60-Minutes stalked him for exclusives. The New York Times tagged him for their Top-Ten Interview List.

Whenever and wherever Kevorkian turned up, the press followed him -- on motorcycles rigged with sidecars.

Everyone knew Kevorkian by his nickname: Doctor Death. If Jack was in-town, someone locally was going to punch the Big Check-Out Button.

Kevorkian even went so far as to invent a Rube Goldberg-type apparatus designed to facilitate one's own demise.

This eccentric iconoclast, who defied Statutory Law, Judeo-Christian Ethics, and -- ultimately -- the Conventional Covenants of his day, became headline news because he dared to preach one profoundly existential message:

If and when one suffers from a terminal, pain-wracking illness, one should have the sole and exclusive option to decide whether to take one's own life.

Kevorkian called it "Physician's Assisted Suicide" -- a label that rankled 99.995% of the medical profession.

I can hear the AMA membership even now: "After all, Jack, did you forget that we doctors have invested years of our collective brilliance and learning into ways by which we can cure diseases and restore the ill to health? Aren't we all colleagues in the Noblest Profession Known to Mankind?"

Thus, Kevorkian -- by virtue of his advocacy of the ultimate extistential freedom -- became the American Medical Association's worst Pariah, and Public Relations Nightmare.

We tend to overlook one very important fact -- one even which the mainstream Media chose to ignore:  Jack Kevorkian was a pathologist by training. By the nature of who they are and what they do, pathologists dwell in the professional examination of fatality.

They are trained to identify diseased cells within the body. When their expertise is required, they can determine what causes death.

A typical work day for your average pathologist involves studying biopsies under the a microscope, to see whether or not they can find cancer cells within human tissue. Pathologists also study cadavers, organ by sliced organ, to ascertain the exact cause of death.

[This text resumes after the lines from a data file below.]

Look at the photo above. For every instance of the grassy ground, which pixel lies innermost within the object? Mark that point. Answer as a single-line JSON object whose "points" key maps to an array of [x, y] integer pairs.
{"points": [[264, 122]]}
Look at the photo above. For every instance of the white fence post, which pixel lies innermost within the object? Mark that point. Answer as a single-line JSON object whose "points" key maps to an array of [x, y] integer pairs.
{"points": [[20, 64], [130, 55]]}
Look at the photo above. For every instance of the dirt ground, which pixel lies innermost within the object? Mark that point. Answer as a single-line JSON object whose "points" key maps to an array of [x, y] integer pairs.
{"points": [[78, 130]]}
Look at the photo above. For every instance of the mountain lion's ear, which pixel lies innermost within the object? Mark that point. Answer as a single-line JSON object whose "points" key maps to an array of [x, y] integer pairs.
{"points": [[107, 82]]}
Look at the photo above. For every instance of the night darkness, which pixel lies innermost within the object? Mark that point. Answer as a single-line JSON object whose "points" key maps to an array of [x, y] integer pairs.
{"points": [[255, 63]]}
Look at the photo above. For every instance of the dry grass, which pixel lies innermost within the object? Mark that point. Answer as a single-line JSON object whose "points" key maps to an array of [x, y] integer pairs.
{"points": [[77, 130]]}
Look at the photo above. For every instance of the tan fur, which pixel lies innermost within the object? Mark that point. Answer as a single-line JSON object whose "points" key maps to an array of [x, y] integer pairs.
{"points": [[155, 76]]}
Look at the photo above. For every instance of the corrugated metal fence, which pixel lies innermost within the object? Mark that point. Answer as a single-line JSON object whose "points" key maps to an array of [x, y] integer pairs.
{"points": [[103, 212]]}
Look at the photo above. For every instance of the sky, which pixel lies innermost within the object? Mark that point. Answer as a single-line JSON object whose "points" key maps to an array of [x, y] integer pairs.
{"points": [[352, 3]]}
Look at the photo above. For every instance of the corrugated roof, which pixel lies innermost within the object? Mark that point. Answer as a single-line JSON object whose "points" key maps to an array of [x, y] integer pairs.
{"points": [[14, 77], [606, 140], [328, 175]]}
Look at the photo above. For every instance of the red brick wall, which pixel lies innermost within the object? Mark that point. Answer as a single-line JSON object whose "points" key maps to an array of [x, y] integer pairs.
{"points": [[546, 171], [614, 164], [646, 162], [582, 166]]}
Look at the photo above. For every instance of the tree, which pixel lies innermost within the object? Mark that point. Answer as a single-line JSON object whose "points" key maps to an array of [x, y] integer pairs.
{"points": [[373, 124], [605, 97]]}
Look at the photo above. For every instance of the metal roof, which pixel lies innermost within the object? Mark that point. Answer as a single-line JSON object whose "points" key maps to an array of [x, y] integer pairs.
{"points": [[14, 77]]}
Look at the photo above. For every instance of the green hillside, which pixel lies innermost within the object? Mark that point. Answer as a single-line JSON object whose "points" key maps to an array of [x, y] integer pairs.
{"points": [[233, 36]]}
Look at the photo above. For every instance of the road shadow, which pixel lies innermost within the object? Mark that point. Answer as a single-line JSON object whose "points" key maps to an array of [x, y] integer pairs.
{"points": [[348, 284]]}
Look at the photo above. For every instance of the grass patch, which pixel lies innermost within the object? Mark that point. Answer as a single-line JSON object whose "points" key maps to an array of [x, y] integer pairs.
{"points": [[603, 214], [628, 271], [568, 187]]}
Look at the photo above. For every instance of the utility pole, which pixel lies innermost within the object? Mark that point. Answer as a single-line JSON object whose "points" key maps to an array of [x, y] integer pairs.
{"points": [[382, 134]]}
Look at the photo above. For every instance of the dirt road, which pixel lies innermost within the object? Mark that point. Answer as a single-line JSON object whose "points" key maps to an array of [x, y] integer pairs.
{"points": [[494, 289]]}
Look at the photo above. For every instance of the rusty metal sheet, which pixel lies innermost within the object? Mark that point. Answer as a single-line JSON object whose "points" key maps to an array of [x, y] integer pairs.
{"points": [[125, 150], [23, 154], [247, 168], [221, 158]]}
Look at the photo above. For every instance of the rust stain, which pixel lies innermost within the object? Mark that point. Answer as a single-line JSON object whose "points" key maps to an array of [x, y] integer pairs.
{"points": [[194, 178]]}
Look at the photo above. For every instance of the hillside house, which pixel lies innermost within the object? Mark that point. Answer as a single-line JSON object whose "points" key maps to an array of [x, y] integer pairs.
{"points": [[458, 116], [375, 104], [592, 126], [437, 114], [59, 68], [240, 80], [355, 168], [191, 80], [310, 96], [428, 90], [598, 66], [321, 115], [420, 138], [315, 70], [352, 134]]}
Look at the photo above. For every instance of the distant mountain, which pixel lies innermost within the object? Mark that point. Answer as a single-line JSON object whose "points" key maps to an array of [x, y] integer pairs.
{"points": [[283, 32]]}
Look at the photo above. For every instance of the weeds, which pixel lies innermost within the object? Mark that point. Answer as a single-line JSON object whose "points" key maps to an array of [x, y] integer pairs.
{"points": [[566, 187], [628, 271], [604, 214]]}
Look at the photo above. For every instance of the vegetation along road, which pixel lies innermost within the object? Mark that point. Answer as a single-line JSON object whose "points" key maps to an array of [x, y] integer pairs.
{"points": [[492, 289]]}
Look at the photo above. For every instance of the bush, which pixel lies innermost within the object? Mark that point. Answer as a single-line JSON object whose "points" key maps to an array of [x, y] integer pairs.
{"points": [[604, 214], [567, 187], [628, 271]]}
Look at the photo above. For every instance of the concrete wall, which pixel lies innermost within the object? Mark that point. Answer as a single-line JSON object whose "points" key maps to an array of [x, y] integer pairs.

The nature of their work compels pathologists to labor in the deep recesses of the health care industry -- in hospital labs and morgues. They are very well-compensated for the important work they perform -- but you'll never find them listed in the Yellow Pages.

While his AMA colleagues plied their skills on behalf of the living, Kevorkian dwelled among the recently-dead. I can only imagine what went through his mind while he performed autopsies and encountered massive, cancer tumors engulfing nerve tissue.

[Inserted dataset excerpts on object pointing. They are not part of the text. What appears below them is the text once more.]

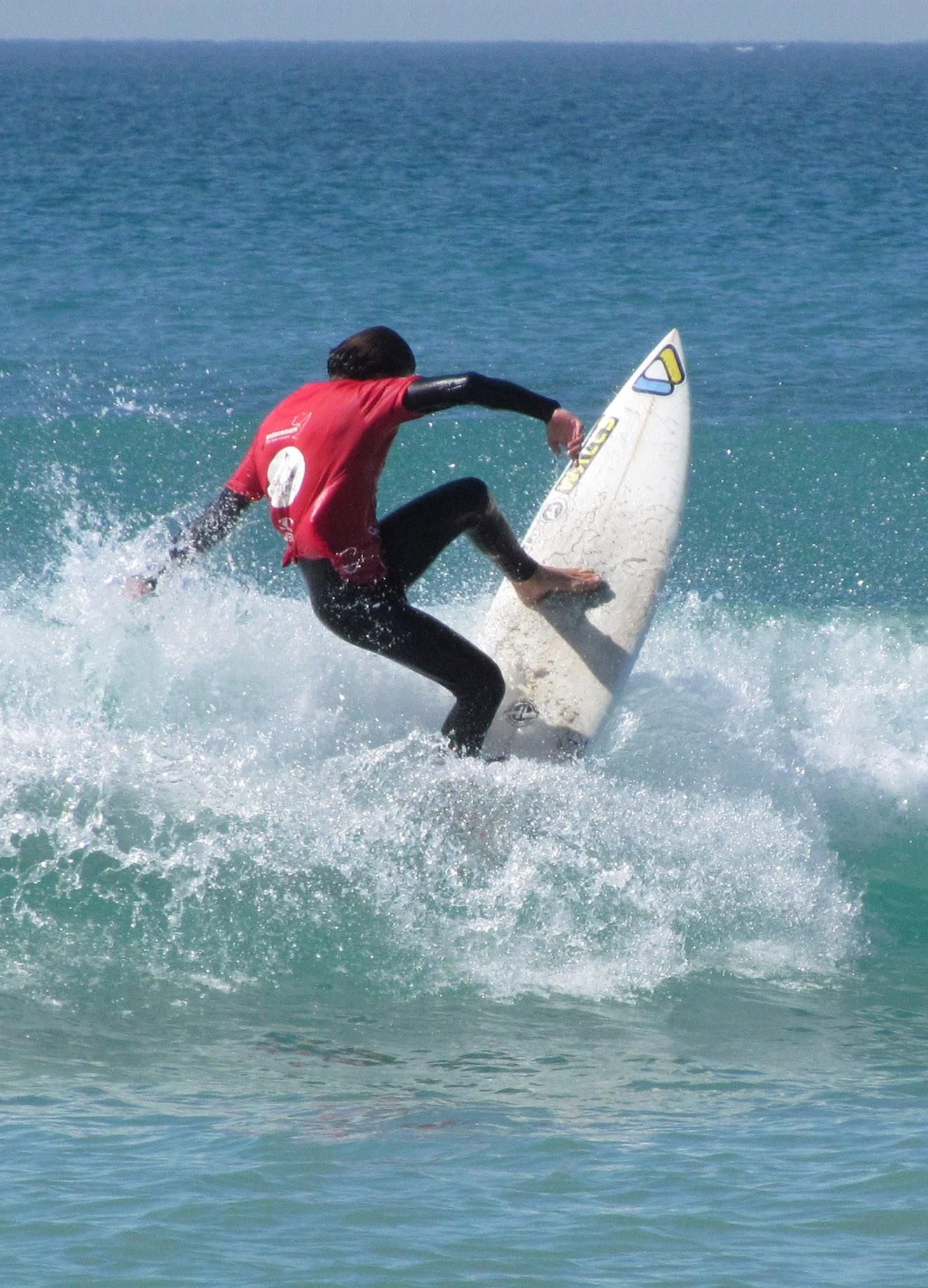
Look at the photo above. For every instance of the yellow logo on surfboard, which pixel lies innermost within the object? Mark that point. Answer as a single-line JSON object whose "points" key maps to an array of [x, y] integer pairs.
{"points": [[597, 440], [663, 374]]}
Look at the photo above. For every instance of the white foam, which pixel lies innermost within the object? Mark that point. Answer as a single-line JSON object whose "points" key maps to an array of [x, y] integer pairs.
{"points": [[217, 737]]}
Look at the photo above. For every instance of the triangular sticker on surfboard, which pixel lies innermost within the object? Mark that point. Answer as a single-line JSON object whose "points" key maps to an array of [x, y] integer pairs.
{"points": [[663, 374]]}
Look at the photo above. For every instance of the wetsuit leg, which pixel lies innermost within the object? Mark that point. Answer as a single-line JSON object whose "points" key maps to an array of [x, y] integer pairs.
{"points": [[415, 535], [379, 617]]}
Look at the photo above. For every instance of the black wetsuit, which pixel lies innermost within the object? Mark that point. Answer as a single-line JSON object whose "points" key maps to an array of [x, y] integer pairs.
{"points": [[377, 616]]}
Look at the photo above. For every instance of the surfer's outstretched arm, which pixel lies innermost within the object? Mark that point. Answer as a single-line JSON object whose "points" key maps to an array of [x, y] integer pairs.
{"points": [[438, 393], [201, 534]]}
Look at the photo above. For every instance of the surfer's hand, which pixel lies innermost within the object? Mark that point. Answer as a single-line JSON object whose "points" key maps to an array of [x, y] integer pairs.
{"points": [[565, 429]]}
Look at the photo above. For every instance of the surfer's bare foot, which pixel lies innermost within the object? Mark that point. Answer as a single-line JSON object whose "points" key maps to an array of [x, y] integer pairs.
{"points": [[570, 581]]}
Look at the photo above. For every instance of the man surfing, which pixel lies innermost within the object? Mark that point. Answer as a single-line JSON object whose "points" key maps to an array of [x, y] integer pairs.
{"points": [[317, 459]]}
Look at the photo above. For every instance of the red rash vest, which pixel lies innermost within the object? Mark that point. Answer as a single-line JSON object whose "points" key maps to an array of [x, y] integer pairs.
{"points": [[317, 458]]}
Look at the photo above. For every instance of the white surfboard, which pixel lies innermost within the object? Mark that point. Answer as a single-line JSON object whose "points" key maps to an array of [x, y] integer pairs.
{"points": [[618, 510]]}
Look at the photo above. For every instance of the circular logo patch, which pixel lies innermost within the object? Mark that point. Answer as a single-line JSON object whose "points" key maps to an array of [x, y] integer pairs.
{"points": [[555, 509], [523, 712], [285, 477]]}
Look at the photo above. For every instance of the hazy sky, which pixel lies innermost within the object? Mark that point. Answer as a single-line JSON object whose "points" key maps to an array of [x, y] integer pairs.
{"points": [[741, 21]]}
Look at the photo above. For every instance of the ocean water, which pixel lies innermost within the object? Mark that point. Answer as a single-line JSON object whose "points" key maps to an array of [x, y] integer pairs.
{"points": [[288, 1000]]}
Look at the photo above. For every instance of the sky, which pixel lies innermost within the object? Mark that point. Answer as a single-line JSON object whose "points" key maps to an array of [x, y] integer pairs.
{"points": [[701, 21]]}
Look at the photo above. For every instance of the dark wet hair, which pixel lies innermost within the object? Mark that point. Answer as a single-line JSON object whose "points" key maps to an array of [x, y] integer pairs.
{"points": [[375, 352]]}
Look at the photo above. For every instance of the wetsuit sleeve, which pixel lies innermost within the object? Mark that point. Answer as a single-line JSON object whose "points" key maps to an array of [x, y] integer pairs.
{"points": [[201, 534], [438, 393]]}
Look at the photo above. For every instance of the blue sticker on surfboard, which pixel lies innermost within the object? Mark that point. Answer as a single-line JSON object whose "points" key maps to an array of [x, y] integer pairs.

He undoubted developed a few opinions about the agony and pain suffered by the Recently-Departed.

Keep in-mind that Kevorkian made Big News more than 30 years ago. Back in those days, and concurrent with Kevorkian's surge in the headlines, virtually every medical school trained its students in the maxim that pain, in and of itself, was a necessary and important component part of the healing process.

But a back-channel issue was embodied in this question: what can medicine do for that classification of patients who suffer through the final, debilitating, painful, and humiliating stages of  terminal illness?

At least Jack Kevorkian had an answer -- but in the opinion of his professional colleagues, and most of America, it wasn't a very good one for its times.

Then, like magic, something happened: The Kevorkian Media Circus ultimately cast a spotlight on the issue.

Medical schools -- and the profession in-general -- began an intensive examiniation regarding the best methods of pain management.

End-of-life matters became a part of the curriculum and the AMA's DNA.

Kevorkian's noteriety also triggered a national legislative debate concerning a terminal patient's "Right To Die," or if you prefer a cleaner term: "Death With Dignity."

Legislators started to tackle new laws regarding Living Wills, advance directives, health surrogates, do-not-resusitate orders, and a host of other legally-binding avenues one can execute in one's dealings with end-of-life matters.

Today, pain management is a crucial component of cancer treatment, to cite just one disease. Many of our finest medical schools have set up an entire curriculum devoted to the topic.

And if the pain becomes untreatable, and by definition unbearable, one can decide to end life -- ironically, if two or more physicians (depending upon the state) concur that one is beyond hope.

The penultimate irony of this tale?

Jack Kevorkian sat in prison while most of these matters became law.

The ultimate irony?

Jack Kevorkian died of "natural causes" at the age of 83.